There is an often-stated but still wildly optimistic idea that all policies are complied with. Not only are they not, but they are disregarded explicitly. All concerned understand that optimal — even basically acceptable performance requires turning a blind eye to the rules. There is no better example than the work-to-rule: a form of industrial action adopted by those who are, by regulation, not permitted to go out on strike. The work-to-rule involves, literally, insisting rigorously on complying with every aspect of every prescribed policy as a means of frustrating the commercial objectives of the organisation.

What does it mean? It means that if people don’t want to or cannot go on strike they say to one another: “let’s follow all the rules for a change!” Systems come to a grinding halt. Gridlock is the result. Follow the letter of the law, and the work will not get done. It is as good as, or better than, going on strike.

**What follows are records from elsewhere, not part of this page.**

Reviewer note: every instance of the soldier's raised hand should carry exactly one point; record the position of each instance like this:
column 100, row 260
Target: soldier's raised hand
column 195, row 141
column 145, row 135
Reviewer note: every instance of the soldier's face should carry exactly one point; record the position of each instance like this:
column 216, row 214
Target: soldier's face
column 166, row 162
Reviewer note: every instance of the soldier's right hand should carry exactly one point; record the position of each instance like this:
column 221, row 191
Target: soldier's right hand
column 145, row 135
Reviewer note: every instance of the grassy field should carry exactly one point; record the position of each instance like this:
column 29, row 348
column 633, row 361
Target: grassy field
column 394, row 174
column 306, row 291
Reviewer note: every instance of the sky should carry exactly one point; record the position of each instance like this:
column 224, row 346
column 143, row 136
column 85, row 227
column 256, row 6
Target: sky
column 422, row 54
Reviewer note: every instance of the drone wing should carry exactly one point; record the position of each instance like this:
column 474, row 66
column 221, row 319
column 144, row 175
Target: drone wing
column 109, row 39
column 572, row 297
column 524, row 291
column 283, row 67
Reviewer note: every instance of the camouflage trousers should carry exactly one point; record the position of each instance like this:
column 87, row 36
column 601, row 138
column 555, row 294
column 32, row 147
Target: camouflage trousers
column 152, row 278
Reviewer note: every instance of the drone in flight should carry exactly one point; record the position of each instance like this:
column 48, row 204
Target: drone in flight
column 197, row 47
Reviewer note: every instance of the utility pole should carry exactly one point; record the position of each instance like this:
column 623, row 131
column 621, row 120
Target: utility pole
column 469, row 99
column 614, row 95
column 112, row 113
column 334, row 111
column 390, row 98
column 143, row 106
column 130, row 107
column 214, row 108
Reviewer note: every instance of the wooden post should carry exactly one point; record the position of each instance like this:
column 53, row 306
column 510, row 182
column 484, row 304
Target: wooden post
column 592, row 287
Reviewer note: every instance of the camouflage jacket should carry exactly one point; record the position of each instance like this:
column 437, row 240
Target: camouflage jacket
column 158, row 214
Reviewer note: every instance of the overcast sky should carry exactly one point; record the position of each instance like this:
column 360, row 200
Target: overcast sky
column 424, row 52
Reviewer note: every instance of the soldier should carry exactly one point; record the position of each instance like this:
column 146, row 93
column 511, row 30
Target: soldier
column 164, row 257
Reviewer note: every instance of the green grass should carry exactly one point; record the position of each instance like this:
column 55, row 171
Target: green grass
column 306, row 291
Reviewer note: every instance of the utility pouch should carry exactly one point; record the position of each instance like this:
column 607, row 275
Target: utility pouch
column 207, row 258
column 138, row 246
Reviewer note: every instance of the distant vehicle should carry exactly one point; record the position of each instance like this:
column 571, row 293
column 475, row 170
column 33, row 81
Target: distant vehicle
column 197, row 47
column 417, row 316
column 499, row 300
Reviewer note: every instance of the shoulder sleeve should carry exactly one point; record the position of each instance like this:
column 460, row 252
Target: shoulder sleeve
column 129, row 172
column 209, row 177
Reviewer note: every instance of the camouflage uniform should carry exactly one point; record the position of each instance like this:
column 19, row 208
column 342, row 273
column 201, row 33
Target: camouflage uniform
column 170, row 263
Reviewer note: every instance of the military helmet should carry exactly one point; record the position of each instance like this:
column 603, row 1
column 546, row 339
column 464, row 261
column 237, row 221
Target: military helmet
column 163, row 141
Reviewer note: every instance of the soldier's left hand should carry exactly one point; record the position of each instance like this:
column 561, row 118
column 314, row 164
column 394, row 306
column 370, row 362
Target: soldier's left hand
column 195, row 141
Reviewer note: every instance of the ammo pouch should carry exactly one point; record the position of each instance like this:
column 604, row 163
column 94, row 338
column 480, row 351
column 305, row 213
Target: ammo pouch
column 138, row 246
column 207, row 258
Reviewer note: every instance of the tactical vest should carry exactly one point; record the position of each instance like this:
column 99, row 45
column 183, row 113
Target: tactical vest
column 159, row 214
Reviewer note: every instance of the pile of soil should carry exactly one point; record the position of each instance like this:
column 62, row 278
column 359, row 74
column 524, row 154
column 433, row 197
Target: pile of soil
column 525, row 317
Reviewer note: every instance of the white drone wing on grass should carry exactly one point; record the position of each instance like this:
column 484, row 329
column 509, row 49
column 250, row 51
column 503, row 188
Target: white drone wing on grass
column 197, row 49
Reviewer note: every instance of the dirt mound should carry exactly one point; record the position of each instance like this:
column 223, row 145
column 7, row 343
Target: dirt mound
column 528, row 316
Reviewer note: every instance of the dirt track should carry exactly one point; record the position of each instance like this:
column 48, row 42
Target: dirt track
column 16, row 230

Sidney Dekker, The Field Guide to Human Error Investigations

The vibe is: “Oh, I see, Mr. Employer, is that it? Are we being dicks about out employment relationship? Well, two can play at that game.”

Reacting to failure

Reactions to accidents tend to be:

  • Retrospective: made with the benefit of hindsight and full knowledge of inputs and outputs, and with ample time to construct a narrative that neatly links events into a causal chain — a causal chain that was not apparent to the actors at the time, and maybe an impressive, but all the same imaginary, feat of imagination from a middle manager not normally known for their creative skills.
  • Proximal: Focussing on people at the sharp end — the operators, traders, negotiators — the meatware closest to the accident, and not so much on the blunt end — the organisation, its goals, target end-states and its strategic management of the manufacturing process (in particular how it balances risk and reward) the provided tools and equipment, rules and policies promulgated and the constraints and pressures imposed on those subject matter experts to get the job done.
  • Counterfactuals: constructing alternative sequences of events — where operators “zigged”, but could have “zagged” — which might have avoided the incident. “Forks in the road stand out so clearly to you, looking back. But when inside the tunnel, when looking forward and being pushed ahead by unfolding events, these forks were shrouded in the uncertainty and complexity of many possible options and demands; they were surrounded by time constraints and other pressures.”
  • Judgmental: To explain failure we seek failure: incorrect analyses, mistaken perceptions, misjudged actions. Again, hindsight is king. In each case, if you presented the operator with the facts as they were available to the investigator, in the same unpressurised environment, you might expect the “correct” outcome.

Common canards

  • Cause-consequence equivalence: The assumption that a bad outcome must have had equally bad causes and, seeing as management-mandated and properly governed processes are unlikely to have been the process of really bad governance —we bureaucratised the shit out of that, after all — therefore the malignant cause must be the fault of a bad apple somewhere.
But bad outcomes are not necessarily caused by equally bad inputs: the Three Mile Island disaster was a concatenation of seemingly insignificant and benign, but unusual, events. Indeed, that is the conclusions of normal accidents theory: You can’t prevent unexpected non-linear interactions, and these can often quickly spiral out of control.